BRUSSELS: With his move this week to conclude negotiations on a deal with Japan and 10 other Pacific Rim economies, Barack Obama went a long way to achieving one of the main pillars of an ambitious trade agenda.
So what about another? Can the US and the EU now seal the deal on the Transatlantic Trade and Investment Partnership, a proposed pact that has become a political lightning rod in Europe but can feel like a forgotten project in the halls of power in Washington?
More than two years after negotiations started, the consensus view on both sides of the Atlantic is increasingly that the project is unlikely to be finished before Mr Obama leaves the White House in 15 months’ time.
Meeting that deadline, says Miriam Sapiro, who until last year oversaw the negotiations with the EU as deputy US trade representative, would require a significant acceleration of the talks.
“If both sides want to finish next year it is possible.

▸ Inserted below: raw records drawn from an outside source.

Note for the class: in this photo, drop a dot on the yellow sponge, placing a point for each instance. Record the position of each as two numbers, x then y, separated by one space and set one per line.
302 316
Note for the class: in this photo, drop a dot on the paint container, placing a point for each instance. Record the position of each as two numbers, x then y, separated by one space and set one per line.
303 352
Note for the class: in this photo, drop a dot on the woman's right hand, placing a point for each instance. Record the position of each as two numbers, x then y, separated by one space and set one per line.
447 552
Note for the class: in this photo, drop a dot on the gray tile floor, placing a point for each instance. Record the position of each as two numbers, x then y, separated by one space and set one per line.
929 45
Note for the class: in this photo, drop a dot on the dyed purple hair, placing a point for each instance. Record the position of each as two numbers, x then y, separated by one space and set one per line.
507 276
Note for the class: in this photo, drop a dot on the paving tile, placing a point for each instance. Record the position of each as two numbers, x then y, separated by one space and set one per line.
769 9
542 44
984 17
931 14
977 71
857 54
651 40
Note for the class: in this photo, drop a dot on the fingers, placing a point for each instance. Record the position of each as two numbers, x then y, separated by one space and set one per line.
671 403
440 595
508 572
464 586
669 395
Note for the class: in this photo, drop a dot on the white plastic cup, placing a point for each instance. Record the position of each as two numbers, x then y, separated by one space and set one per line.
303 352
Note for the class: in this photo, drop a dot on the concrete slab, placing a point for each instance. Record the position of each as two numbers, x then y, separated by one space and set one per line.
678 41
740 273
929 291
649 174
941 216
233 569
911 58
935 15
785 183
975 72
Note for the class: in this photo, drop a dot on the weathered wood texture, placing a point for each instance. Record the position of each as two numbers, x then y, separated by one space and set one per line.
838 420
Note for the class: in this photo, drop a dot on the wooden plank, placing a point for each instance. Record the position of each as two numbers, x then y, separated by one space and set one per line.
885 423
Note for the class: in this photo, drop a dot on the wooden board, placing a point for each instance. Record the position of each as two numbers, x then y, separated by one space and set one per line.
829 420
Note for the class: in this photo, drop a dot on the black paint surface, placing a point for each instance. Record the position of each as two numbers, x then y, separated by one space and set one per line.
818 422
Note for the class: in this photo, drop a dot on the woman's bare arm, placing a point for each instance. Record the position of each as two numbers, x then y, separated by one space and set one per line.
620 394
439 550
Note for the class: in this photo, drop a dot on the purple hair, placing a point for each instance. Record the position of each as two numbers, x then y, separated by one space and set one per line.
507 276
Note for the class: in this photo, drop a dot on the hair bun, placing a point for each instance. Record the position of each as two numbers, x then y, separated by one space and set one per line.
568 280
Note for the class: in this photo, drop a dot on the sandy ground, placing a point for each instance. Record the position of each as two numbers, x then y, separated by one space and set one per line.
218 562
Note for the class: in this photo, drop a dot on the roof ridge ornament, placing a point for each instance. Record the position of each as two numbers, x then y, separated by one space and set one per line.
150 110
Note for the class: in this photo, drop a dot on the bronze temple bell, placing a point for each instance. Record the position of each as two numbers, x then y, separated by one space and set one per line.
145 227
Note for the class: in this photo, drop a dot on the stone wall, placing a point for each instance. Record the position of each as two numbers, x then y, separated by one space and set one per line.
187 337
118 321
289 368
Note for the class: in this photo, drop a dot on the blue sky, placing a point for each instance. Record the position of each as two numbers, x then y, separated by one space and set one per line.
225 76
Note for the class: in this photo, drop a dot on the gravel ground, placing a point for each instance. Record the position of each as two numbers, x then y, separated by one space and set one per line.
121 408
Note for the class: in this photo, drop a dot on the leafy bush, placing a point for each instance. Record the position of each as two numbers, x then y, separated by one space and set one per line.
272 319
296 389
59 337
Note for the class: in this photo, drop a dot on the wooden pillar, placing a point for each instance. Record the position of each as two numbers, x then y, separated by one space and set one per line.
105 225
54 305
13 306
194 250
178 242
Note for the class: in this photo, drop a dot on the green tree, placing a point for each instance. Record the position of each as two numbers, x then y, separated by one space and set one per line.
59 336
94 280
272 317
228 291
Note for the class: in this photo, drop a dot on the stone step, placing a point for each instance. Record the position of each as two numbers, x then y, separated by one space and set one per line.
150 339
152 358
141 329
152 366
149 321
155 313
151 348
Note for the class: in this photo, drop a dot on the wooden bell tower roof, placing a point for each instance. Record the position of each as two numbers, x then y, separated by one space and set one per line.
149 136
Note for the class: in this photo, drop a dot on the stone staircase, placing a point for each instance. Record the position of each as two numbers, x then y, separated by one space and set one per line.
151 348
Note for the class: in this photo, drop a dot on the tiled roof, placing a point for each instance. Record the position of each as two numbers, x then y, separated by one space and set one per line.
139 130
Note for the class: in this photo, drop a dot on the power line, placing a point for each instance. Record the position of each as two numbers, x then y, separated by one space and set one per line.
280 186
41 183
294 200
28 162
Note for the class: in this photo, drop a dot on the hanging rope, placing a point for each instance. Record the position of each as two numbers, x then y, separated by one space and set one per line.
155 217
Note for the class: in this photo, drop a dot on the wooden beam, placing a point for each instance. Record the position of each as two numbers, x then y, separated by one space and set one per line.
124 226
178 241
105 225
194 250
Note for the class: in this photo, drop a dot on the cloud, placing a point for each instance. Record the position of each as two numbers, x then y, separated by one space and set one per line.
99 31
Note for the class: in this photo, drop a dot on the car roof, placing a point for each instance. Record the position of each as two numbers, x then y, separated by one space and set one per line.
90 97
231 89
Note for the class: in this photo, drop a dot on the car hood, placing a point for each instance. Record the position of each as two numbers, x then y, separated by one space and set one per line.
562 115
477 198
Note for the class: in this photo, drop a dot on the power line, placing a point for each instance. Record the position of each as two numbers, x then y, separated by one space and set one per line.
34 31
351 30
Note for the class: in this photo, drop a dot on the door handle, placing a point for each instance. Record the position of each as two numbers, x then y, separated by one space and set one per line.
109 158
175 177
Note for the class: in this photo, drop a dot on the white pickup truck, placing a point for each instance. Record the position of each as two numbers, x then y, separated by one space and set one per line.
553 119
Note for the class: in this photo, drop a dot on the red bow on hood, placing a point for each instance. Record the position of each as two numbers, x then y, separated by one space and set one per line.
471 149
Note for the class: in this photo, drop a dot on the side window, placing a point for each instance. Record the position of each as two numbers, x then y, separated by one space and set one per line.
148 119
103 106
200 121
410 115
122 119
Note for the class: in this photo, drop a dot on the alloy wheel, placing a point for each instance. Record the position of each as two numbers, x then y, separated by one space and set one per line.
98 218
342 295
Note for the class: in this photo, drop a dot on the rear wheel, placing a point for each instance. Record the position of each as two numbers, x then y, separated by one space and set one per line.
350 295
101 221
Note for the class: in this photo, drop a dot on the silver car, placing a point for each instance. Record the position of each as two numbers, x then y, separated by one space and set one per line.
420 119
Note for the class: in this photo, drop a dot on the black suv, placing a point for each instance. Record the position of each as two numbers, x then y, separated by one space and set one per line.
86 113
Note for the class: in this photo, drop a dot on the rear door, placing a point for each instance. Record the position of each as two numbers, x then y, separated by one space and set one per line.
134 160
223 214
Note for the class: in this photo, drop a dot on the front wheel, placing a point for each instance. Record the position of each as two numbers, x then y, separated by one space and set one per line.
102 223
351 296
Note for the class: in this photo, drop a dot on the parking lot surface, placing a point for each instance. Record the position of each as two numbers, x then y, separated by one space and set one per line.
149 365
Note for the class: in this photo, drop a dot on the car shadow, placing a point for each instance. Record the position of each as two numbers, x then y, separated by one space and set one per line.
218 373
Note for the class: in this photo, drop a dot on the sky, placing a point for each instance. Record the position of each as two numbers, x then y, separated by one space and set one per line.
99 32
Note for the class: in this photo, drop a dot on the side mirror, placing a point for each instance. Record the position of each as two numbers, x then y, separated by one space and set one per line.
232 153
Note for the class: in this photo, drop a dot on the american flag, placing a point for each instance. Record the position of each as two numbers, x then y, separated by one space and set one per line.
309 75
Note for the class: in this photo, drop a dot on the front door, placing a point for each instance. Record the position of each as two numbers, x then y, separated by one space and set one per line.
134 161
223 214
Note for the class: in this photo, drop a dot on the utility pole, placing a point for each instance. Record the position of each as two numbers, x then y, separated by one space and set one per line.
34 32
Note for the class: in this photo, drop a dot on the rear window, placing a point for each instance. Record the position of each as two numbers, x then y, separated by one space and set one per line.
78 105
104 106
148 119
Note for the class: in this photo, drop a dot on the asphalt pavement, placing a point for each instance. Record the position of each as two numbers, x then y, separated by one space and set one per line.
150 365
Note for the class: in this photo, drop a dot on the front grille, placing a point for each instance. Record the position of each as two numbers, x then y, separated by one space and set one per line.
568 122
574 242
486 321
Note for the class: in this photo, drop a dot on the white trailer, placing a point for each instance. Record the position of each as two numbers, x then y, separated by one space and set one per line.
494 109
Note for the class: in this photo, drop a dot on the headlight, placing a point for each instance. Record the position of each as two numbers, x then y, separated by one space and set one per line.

But they are going to have to work very hard,” she said.
Both sides, however, appear ready to try.
At a meeting in Washington last month Cecilia Malmström, the EU’s trade commissioner, and Mike Froman, the US trade representative, agreed to “accelerate” negotiations. On Monday Ms Malmström greeted the news of the conclusion of the TPP — the world’s biggest trade pact for two decades — as good news for world trade as a whole.